Por sua vez, configurado primeiro estágio de operabilidade (item vi) o parâmetro indicado em (vii) importa em consideração do modo de efetivação da decisão, enquanto que o (viii) diz respeito às consequências, especialmente as institucionais – aqui é possível vislumbrar os efeitos de uma decisão constitucional de índole substancial no controle do orçamento público ou mesmo na estrutura de separação dos poderes.
O último critério, o (ix), traz à luz o problema da eficácia prática ante o caráter imperativo do Direito, isto é, a ordem judicial necessita ser cumprida, normalmente pelo reconhecimento de sua legitimidade e autoridade ou, de maneira anômala, pelos mecanismos de coerção legal, sob pena de configurar mera decisão figurativa, de caráter retórico-simbólico.

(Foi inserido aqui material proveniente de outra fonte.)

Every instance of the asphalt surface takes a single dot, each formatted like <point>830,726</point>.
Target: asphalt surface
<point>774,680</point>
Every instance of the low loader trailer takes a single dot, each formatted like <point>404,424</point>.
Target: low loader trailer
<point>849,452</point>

Essas diretrizes sedimentam a ideia da eficácia progressiva das normas constitucionais protetoras dos direitos fundamentais e sociais (inclusive com cláusula de proibição de retrocesso), sem recair em falácias argumentativas que, através do culto de conceitos abstratos de “dever-ser” acabam por ignorar a realidade e negar a efetividade a direitos constitucionalmente garantidos com base em argumentação vazia ou desprovida de qualquer comprovação empírica.
Por isso, a substituição da negação pela afirmação com eficácia progressiva nos diferentes níveis/critérios,propicia maior aplicação, in concreto, das normas constitucionais na realidade das pessoas, notadamente se houver a consciência da pretensão de sua eficácia aliada à vontade de Constituição.